The country has witnessed a change in the approach of the Government in handling sickness of companies. The Government has switched the mode from a socialist approach, which aimed at preserving employment at every cost, towards a capitalist approach where efficiency of the capital employed is of prime concern and the inefficient may be shown the door and the fittest allowed to survive.


It is prudent to align one's economic order with the world's order of allowing only the efficient/fittest to survive. At the same time, a humane approach, to the problem of sickness of companies might be followed, keeping in view the fact that a fast tracking winding up of companies may also bring about miseries in the lives of people who would be affected by reason of the loss of their jobs.
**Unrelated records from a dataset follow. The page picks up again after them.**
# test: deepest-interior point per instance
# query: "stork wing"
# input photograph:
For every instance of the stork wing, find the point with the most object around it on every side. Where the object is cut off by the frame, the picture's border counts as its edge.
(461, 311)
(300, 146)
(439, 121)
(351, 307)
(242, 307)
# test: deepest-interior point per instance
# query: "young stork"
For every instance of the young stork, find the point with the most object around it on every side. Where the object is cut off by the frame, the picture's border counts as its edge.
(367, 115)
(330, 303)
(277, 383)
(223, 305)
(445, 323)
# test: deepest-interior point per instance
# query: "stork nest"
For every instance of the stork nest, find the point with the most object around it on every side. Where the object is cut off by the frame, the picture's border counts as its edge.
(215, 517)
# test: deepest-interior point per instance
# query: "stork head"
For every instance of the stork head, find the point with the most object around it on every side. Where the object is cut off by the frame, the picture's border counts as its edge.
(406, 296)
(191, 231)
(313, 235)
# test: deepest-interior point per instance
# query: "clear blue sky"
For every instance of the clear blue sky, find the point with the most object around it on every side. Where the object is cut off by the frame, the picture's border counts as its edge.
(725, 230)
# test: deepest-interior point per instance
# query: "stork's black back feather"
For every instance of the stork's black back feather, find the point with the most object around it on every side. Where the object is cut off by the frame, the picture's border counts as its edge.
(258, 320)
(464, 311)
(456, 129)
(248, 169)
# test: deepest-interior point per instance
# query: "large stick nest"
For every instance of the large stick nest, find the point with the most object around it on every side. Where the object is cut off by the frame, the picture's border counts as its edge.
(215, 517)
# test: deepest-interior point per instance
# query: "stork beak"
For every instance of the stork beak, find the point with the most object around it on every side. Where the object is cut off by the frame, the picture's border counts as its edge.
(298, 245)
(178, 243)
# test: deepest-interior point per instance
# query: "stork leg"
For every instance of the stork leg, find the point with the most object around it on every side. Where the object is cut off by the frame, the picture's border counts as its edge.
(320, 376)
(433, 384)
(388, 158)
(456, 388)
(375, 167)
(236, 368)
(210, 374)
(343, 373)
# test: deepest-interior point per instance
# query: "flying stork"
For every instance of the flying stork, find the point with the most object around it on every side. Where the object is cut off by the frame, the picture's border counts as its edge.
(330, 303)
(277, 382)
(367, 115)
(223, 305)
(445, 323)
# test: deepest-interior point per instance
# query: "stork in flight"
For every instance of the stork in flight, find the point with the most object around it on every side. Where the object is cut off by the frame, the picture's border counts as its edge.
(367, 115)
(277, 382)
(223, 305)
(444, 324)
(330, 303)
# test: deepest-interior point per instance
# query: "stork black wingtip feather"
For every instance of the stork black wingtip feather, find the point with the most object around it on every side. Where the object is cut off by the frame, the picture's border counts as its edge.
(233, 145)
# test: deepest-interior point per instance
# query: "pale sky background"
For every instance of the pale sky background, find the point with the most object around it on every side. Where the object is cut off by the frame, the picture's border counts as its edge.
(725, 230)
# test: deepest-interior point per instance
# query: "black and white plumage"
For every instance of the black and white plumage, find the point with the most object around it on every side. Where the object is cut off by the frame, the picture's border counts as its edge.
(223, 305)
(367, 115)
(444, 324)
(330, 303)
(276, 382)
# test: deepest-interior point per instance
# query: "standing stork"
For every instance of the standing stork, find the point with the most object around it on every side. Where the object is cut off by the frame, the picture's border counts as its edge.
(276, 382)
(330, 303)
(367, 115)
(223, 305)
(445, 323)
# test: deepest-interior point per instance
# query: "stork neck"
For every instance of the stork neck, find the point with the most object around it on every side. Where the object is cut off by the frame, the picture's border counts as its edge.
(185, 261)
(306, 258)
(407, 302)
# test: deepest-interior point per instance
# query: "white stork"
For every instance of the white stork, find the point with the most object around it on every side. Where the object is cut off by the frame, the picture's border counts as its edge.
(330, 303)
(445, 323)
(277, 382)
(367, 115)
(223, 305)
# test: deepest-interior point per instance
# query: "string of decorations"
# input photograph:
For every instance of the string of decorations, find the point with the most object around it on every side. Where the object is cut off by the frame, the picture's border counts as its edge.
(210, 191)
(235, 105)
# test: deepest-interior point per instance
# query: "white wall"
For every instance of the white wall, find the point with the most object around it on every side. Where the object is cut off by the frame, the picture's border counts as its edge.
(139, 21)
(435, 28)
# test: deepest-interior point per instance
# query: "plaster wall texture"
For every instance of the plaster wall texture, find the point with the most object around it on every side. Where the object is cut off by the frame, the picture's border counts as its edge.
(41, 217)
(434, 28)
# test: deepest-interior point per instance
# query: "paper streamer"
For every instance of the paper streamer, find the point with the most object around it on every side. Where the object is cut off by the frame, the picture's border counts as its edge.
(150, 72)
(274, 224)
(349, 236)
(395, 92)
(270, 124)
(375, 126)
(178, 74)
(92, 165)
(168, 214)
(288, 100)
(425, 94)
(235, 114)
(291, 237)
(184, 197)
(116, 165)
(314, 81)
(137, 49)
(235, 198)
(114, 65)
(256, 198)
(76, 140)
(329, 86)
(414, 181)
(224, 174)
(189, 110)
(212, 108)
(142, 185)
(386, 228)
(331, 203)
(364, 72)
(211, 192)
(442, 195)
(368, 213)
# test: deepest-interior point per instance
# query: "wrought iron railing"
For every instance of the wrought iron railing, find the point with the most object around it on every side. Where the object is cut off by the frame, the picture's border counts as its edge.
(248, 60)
On the legislative front, the Government deserves credit for creating an effective legal framework, wherein, the banks/financial institutions will now not hesitate to provide capital assistance to industrial undertakings. However, the absence of well-developed secondary markets in India raises considerable doubt regarding the effective enforcement of recovery proceedings. The lack of institutional framework for sale of assets of the sick unit delays the process, thereby diminishing the realization value of the asset.


The need of the hour is specialized firms that exclusively work for the revival and rehabilitation of sick/potentially sick units. This does not however undermine Government's responsibility to institute proper administrative measures to dissuade deliberate efforts from delaying the regulatory mechanism.